We are looking for interviews with writers, artists, and leaders of diverse communities whose work examines and sparks discussion around faith, ecology, and the complexity of the human condition. Interviews EcoTheo has featured include Tess Taylor, Li-Young Lee, Vijay Seshadri, Ellen Davis, Norman Wirzba, Kathleen Dean Moore, Fred Bahnson, Malcom Tariq, Jihyun Yun, and Lauren K. Alleyne.
If you have an interview that aligns with EcoTheo’s mission and focus and that you would like us to consider, please send a query to esteban@ecotheo.org (please indicate whether the interview is complete).
+ Visual Arts
We welcome most forms of visual art, including but not limited to: painting, photography, drawings and sketches, sculptures, and more.

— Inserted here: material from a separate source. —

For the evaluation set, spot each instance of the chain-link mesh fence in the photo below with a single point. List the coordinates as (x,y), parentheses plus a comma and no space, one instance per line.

Image submissions must be in either .jpg or .png format. Lower resolution images are fine for submission, but if accepted we will need higher-resolution images for publication.
+ Reviews
EcoTheo welcomes review submissions of chapbooks and full-length collections of all genres (essays, poetry and prose) that intersect with ecological and theological concerns in a broad and capacious sense.
Reviews can be any length, but we are particularly interested in the breadth and depth offered by 1300-1800wds.
- At the top of your review, please provide the following information:
- [Book Title] by [Author Name]. [Press] ([Publication Date]). [Pages]. [Price].
- In your cover letter, please include a brief bio of yourself.
- For poetry reviews, follow these general poetry citation guidelines.
The reviews editor is happy to work collaboratively with you on formatting and edits, but when citing poetry please make sure you faithfully copy the text as it originally appears and double-check for errors and typos in your quotations. Aim for three to four excerpts of more than three lines in your review.
In terms of review content, we are interested in how you read the work of the book you are reviewing. E.g. What are the text’s concerns? How does it make them visible? Does the text present itself/its argument via sound, image, form, logic? Who is the text’s ideal audience?
Via our Submittable, you can pitch a review, submit a review, or submit an Advance Review Copy for review consideration. Please note that a place on the reviews list is not a guarantee of review, as potential reviewers choose titles from our reviews list.
+ Multimedia/Web Features
EcoTheo Review welcomes submissions of immersive multimedia work for publication online. In these features, visual art, audio, video and text that work together to tell a story or share an idea around EcoTheo's mission of celebrating wonder will be given their own page on EcoTheo Review's website. To submit or pitch a multimedia web feature, contact our web editor, Carter Boyd.
+ Social Justice
In 2020 we launched a new space on our site for considerations of Social Justice. EcoTheo Review is guided by the words of Dr. Cornel West, who says Justice is what Love looks like in public, as well as Dr. Melanie L. Harris, who says that Earth Justice is Social Justice, and Social Justice is Earth Justice. We invite paintings, poems, photographs, essays, and other creative, scholarly responses to the ways environmental justice and social justice intersect. Our digital folios will explore particular aspects of these intersections.